I thumbed over my shoulder. “I just got back from the hospital. I made Landon this…” The words clogged in my throat, and the tears that had been threatening since I left the hospital spilled out.

Alex closed the distance between us and wrapped me in her arms. “Oh no.”

I couldn’t do it. I couldn’t keep it together anymore. I cried like a damn baby as she held me.

“Let it out,” she whispered. “Holding it in doesn’t do us any good.”

Somehow we went from standing in the middle of the lobby to sitting on a couch in a quiet corner, yet I didn’t remember walking there. It had been a long time since I cried, and evidently all the tears I’d held back over the years had been waiting for their moment.

Alex rubbed her hand up and down my back. “I’m so sorry,” her voice cracked. “I’m so sorry, Brayden.”

Hearing her sadness might’ve been the only thing that stopped me from blubbering for hours. Once I knew Alex was in pain, a switch flipped. I went from self-pity to protective mode. “I’m okay.” I sniffled. But tears were now silently streaming down Alex’s cheeks. I wiped them away with my thumb. “Please don’t cry. I can’t bear to see you upset.”

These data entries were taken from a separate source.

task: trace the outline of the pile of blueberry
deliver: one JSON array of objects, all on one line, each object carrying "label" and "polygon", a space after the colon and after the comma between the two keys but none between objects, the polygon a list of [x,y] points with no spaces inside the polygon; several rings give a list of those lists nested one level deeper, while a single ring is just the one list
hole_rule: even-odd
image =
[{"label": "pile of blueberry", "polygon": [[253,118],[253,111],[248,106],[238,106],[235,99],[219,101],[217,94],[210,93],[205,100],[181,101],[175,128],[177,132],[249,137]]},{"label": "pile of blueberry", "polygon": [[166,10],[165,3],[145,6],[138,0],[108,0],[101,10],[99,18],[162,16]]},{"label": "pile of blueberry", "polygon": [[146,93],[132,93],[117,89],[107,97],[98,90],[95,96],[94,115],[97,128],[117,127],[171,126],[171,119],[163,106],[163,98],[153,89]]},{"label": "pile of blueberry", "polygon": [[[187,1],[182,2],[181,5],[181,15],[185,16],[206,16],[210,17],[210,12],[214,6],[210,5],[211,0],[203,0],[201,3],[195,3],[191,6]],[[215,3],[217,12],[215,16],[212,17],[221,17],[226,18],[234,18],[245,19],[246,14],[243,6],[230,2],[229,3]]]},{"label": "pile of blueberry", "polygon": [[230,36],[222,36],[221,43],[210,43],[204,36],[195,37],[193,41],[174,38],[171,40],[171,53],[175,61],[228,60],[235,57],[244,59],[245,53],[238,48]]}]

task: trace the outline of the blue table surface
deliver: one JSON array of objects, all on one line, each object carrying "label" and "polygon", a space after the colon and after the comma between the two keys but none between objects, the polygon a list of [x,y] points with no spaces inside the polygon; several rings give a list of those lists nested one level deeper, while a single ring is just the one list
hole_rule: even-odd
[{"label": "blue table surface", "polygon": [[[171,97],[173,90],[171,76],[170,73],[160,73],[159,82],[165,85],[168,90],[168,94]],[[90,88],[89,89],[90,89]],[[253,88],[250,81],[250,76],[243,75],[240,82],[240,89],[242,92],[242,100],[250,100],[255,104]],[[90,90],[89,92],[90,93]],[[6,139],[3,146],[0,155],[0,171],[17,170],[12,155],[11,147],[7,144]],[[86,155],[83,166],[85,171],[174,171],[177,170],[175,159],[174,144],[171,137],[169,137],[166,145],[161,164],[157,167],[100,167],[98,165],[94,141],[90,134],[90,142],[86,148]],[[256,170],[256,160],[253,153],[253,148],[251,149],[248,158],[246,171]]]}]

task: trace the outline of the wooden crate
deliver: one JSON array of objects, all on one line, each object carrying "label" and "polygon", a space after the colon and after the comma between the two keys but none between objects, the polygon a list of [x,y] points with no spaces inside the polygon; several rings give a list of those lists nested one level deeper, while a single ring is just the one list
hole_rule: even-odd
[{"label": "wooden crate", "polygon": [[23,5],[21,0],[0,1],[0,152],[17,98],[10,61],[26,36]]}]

She smiled sadly. “Don’t worry about me.”

“Like that’s ever going to happen.”

Alex rested her head on my shoulder and sighed. “You made his life brighter.”

“It’s not fair. He was just a kid.”

“I know. At least he’s not in pain anymore. He went through so much.”

I stared out into the lobby. People were coming and going, just like any other evening, the same way everyone had been at the hospital. “It just feels wrong that the world doesn’t stop, even for a moment, to grieve.”

Alex laced her fingers with mine. “We can grieve together.”

We stayed that way for a long time, sitting hand in hand in silence, stopping our lives in honor of Landon. Eventually, I took a deep breath and squeezed her fingers. “I didn’t know you were coming tonight.”

“I wasn’t sure if I should. But now I’m glad I did.”

I nodded. “Me too.”

“I didn’t check in yet. I saw you when I was on my way to the reception desk. Did you eat dinner? I don’t think the hotel’s restaurant has closed.”

I shook my head. “I couldn’t possibly eat.”

Alex nodded. “Yeah. I understand. You should get some rest. Would you want to have breakfast in the morning?”

“I’d like that.”

She smiled. “Me, too.”

It seemed neither of us wanted to be the first to move, but when my phone buzzed with a call from Liz, I showed it to Alex. “It’s the volunteer coordinator at the hospital. Why don’t you go check in while I answer?”

“Okay. Good idea.”

Alex came back just as I’d ended the call.

“Everything okay?” she asked.

I nodded. “I left a box at the nurses’ station with something I’d made for Landon’s prosthetic arm—a Spider-Man web shooter. The PA must’ve called Liz at home to let her know I’d come by. She wanted to apologize for not calling me last week, and she asked if it would be okay to send what I’d made to his parents. Apparently his older brother has taken an interest in prosthetics, and she thought he might appreciate the add-on.”

“Oh, that’s really nice.”

“That’s how I became interested in the field, too, through my buddy Ryan.”

“The world may not stop, but it changes. Because of your friend Ryan, you’ve made the prosthetics industry a little better with your technology. Maybe Landon’s brother will do the same.”